-- Expands Ipsen’s Rare Diseases portfolio
to include BLU-782, a highly selective investigational ALK2
inhibitor for the treatment of FOP --
-- Accelerates global development of BLU-782
through Ipsen’s clinical expertise in rare diseases and global
infrastructure --
-- Blueprint Medicines is eligible to
receive up to $535 million, including a $25 million upfront payment
and up to $510 million in potential development, regulatory and
sales-based milestones and other payments, plus tiered percentage
royalties –
Regulatory News:
Ipsen (Euronext: IPN; ADR: IPSEY) and Blueprint Medicines
Corporation (NASDAQ: BPMC) today announced Ipsen, through its
subsidiary Clementia Pharmaceuticals, and Blueprint Medicines have
entered into an exclusive, worldwide license agreement for the
development and commercialization of BLU-782, an oral, highly
selective investigational ALK2 inhibitor being developed for the
treatment of fibrodysplasia ossificans progressiva (FOP).
The agreement enhances Ipsen’s Rare Diseases portfolio and
advances Blueprint Medicines’ goal of rapidly and efficiently
developing BLU-782 as a potential treatment for patients with FOP.
Ipsen has demonstrated its commitment to leadership in this complex
ultra-rare genetic disorder through the ongoing late-stage clinical
development of palovarotene, an investigational retinoic acid
receptor gamma (RARγ) agonist.

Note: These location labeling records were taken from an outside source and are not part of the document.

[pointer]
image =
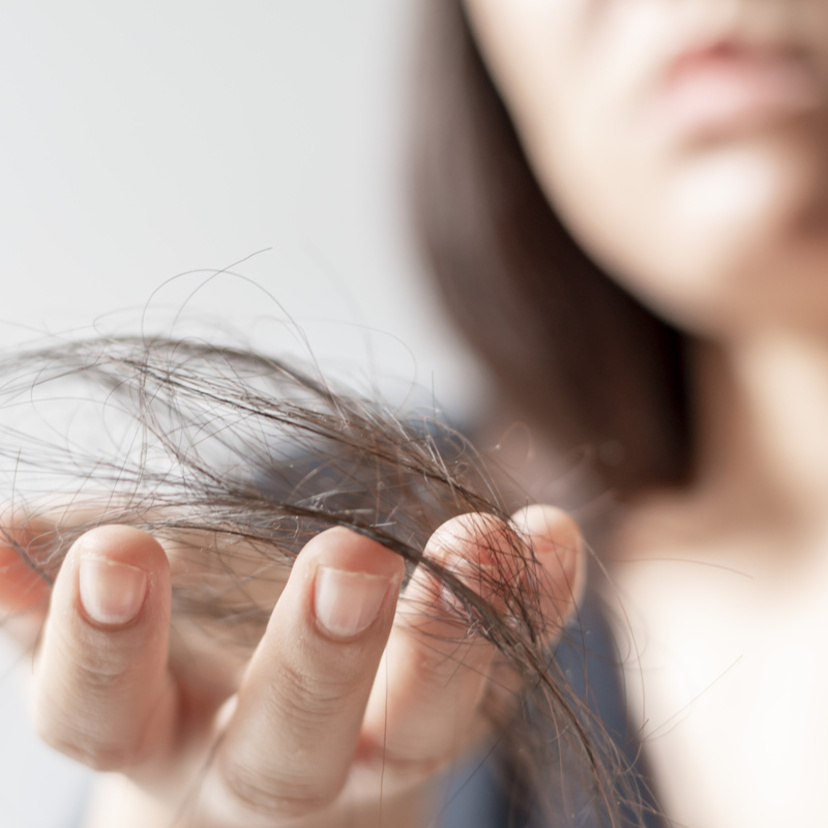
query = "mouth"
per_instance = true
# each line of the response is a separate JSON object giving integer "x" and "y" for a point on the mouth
{"x": 731, "y": 88}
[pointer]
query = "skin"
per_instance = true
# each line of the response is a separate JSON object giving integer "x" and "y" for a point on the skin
{"x": 338, "y": 717}
{"x": 721, "y": 586}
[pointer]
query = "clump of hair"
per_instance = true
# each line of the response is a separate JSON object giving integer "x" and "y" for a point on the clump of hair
{"x": 236, "y": 459}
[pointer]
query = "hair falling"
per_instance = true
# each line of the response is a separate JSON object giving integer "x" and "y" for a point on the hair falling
{"x": 233, "y": 460}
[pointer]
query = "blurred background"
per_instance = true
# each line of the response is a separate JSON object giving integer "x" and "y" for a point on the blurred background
{"x": 234, "y": 170}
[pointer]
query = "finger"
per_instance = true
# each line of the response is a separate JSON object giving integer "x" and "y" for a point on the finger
{"x": 102, "y": 691}
{"x": 434, "y": 672}
{"x": 557, "y": 545}
{"x": 426, "y": 704}
{"x": 291, "y": 741}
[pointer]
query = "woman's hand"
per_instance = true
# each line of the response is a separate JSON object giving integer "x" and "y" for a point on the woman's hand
{"x": 351, "y": 704}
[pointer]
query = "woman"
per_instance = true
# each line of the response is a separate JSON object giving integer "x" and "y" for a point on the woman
{"x": 683, "y": 146}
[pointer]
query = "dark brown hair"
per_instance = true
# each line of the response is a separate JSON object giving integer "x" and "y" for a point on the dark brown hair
{"x": 576, "y": 355}
{"x": 234, "y": 459}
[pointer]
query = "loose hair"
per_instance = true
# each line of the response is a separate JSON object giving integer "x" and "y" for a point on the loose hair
{"x": 236, "y": 459}
{"x": 576, "y": 354}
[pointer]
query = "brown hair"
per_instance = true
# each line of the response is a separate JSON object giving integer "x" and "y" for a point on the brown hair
{"x": 234, "y": 460}
{"x": 580, "y": 357}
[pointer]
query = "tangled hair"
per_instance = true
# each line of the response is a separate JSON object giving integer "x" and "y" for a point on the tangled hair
{"x": 578, "y": 356}
{"x": 235, "y": 459}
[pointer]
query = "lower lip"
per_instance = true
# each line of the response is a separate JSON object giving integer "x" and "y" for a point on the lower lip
{"x": 718, "y": 94}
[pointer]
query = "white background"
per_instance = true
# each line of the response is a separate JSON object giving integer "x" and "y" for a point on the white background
{"x": 145, "y": 141}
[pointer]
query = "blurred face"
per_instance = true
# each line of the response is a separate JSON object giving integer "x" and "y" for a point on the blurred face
{"x": 684, "y": 142}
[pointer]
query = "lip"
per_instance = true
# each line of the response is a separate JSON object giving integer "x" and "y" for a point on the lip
{"x": 730, "y": 88}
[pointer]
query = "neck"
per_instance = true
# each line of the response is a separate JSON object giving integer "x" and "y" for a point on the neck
{"x": 763, "y": 430}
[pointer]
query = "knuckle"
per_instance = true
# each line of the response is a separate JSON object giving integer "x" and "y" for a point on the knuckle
{"x": 273, "y": 795}
{"x": 84, "y": 749}
{"x": 300, "y": 694}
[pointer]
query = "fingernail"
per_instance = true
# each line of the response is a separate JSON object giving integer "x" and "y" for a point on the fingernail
{"x": 347, "y": 603}
{"x": 112, "y": 593}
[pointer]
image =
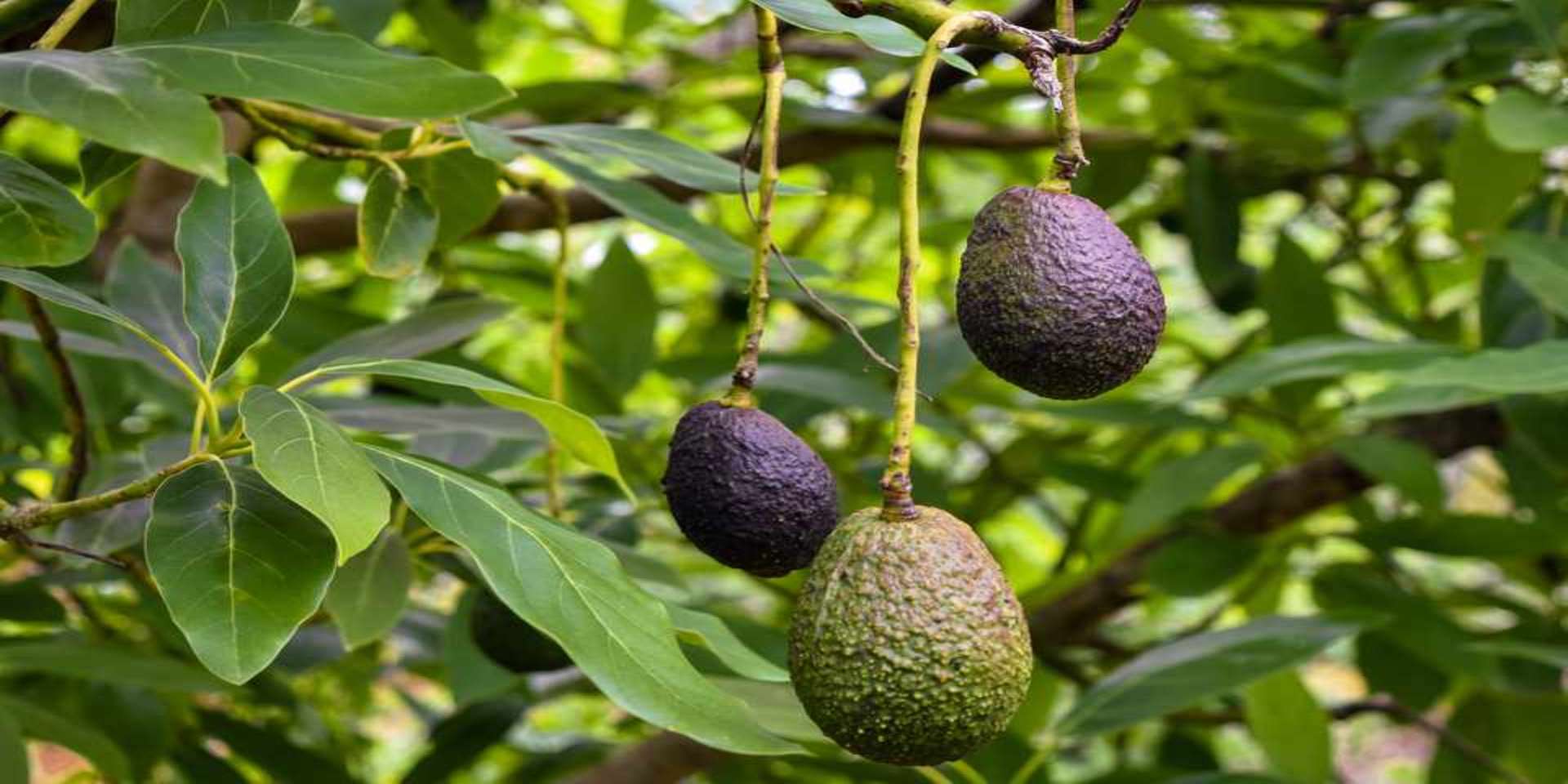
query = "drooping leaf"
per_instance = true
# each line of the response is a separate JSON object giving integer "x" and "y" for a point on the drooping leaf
{"x": 579, "y": 434}
{"x": 238, "y": 565}
{"x": 1399, "y": 463}
{"x": 42, "y": 724}
{"x": 621, "y": 349}
{"x": 397, "y": 228}
{"x": 438, "y": 327}
{"x": 1187, "y": 670}
{"x": 317, "y": 466}
{"x": 572, "y": 590}
{"x": 710, "y": 632}
{"x": 333, "y": 71}
{"x": 100, "y": 165}
{"x": 153, "y": 20}
{"x": 41, "y": 221}
{"x": 119, "y": 102}
{"x": 1316, "y": 358}
{"x": 237, "y": 265}
{"x": 104, "y": 662}
{"x": 1539, "y": 262}
{"x": 369, "y": 591}
{"x": 1291, "y": 726}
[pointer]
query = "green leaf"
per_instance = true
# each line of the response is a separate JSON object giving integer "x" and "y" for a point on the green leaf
{"x": 107, "y": 664}
{"x": 397, "y": 228}
{"x": 710, "y": 632}
{"x": 651, "y": 151}
{"x": 1487, "y": 179}
{"x": 644, "y": 204}
{"x": 42, "y": 724}
{"x": 574, "y": 590}
{"x": 438, "y": 327}
{"x": 1192, "y": 668}
{"x": 875, "y": 32}
{"x": 238, "y": 565}
{"x": 13, "y": 750}
{"x": 41, "y": 221}
{"x": 621, "y": 349}
{"x": 1178, "y": 485}
{"x": 237, "y": 265}
{"x": 1291, "y": 728}
{"x": 317, "y": 466}
{"x": 1539, "y": 262}
{"x": 1534, "y": 369}
{"x": 1399, "y": 463}
{"x": 1316, "y": 358}
{"x": 153, "y": 20}
{"x": 1521, "y": 121}
{"x": 100, "y": 165}
{"x": 333, "y": 71}
{"x": 369, "y": 593}
{"x": 577, "y": 433}
{"x": 118, "y": 102}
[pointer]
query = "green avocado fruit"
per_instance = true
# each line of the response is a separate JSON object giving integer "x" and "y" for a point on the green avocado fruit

With the addition of BLU-782, which
recently completed dosing in a Phase 1 study in healthy volunteers,
Ipsen has the potential to offer the broadest possible suite of
treatment options for patients with FOP.
“Our strategy has been to build a leading Rare Diseases
franchise, and through the recent acquisition of Clementia, we
gained a first-in-class asset in palovarotene. Now, with the
addition of Blueprint Medicines’ BLU-782, we have two strong
complementary drug candidates. We will continue to develop and
deliver valuable treatments for patients around the world living
with FOP and other rare diseases,” said David Meek, CEO, Ipsen.
“We admire Ipsen’s track record of successful global clinical
development in this complex, ultra-rare genetic disorder and
believe this expertise, combined with Ipsen’s global infrastructure
and commitment to transforming the treatment of FOP, will
accelerate the development of BLU-782 globally,” said Jeff Albers,
CEO, Blueprint Medicines. “We are inspired by the FOP community,
including the patients, families, clinicians and advocacy groups we
have had the fortune to work with, as we have advanced this program
from an idea to BLU-782, the first investigational therapy
targeting ALK2, the genetic driver of FOP, to enter clinical
development. We are also grateful for the dedication and drive of
our team at Blueprint Medicines whose tireless commitment has
brought BLU-782 this far.”
Subject to the terms of the license agreement, Blueprint
Medicines will be eligible to receive up to $535 million in
upfront, milestone and other payments, including an upfront cash
payment of $25 million and up to $510 million in potential
milestone payments related to specified development, regulatory and
sales-based milestones for licensed products in up to two
indications, including FOP. In addition, Ipsen will pay Blueprint
Medicines tiered percentage royalties ranging from the low- to
mid-teens on worldwide aggregate annual net sales of licensed
products, subject to adjustment in specified circumstances under
the license agreement.
About BLU-782
BLU-782 was designed by Blueprint Medicines to selectively
target mutant ALK2, the underlying cause of FOP, using Blueprint
Medicines’ proprietary scientific platform. Blueprint Medicines
recently completed dosing in a Phase 1 clinical trial of BLU-782 in
healthy volunteers and reported preliminary data at the American
Society of Bone and Mineral Research Annual Meeting in September
2019, which showed that BLU-782 was well-tolerated at all doses
tested. Previously reported preclinical data in a
well-characterized, genetically accurate FOP model showed that
BLU-782 prevented injury- and surgery-induced heterotopic
ossification, reduced edema and restored healthy tissue response to
muscle injury. The FDA has granted a rare pediatric disease
designation, orphan drug designation and fast track designation to
BLU-782.
About fibrodysplasia ossificans progressiva (FOP)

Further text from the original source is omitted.